Writing Dissertations

All the elements needed for a successful dissertation.

Dissertation proposals

Aims and objectives

The primary focus of your research project is usually expressed in terms of aims and objectives.

Many students find it difficult to understand the difference between aims and objectives.  However, in the academic context there is a clear distinction between these terms.

Aim =  what you hope to achieve.
Objective = the action(s) you will take in order to achieve the aim.

Aims are statements of intent. They are usually written in broad terms. They set out what you hope to achieve at the end of the project.

Objectives, on the other hand, should be specific statements that define measurable outcomes, e.g. what steps will be taken to achieve the desired outcome.
When writing your objectives try to use strong positive statements.

Strong verbs - collect, construct, classify, develop, devise, measure, produce, revise, select, synthesise

Weak verbs - appreciate, consider, enquire, learn, know, understand, be aware of, appreciate, listen, perceive

Objectives should also be S.M.A.R.T. - which means they should be:
Specific – be precise about what you are going to do
Measureable –you will know when you have reached your goal
Achievable – Don’t attempt too much – a less ambitious but completed objective is better than an over-ambitious one that you cannot possible achieve.
Realistic – do you have the necessary resources to achieve the objective – time, money, skills, etc.
Time constrained – determine when each stage needs to be completed. Is there time in your schedule to allow for unexpected delays.
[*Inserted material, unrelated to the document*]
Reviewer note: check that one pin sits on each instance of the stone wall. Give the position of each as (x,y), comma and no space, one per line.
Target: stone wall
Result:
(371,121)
How many aims or objectives should there be?

Please check with your project supervisor. Some tutors are happy with one clear strong aim, while others like to see a main aim supported by at least two subsidiary aims.

Likewise, there is no fixed number of objectives but you will be required to produce sufficient objectives to be able to measure progress towards meeting the aim/s.

Example of aim and objectives

To investigate the relationship between tectonic-plate movement and the gravitational effect of the alignment of the major planets.

  • Data sets will be extracted from the known historical record of tectonic-plate movement
  • Data sets will be extracted from astronomical tables detailing the various alignments of the major planets covering the same period as data from the geological record.
  • The data from both sets will be synthesised to establish if correlation points exist between major geological events and planetary alignments.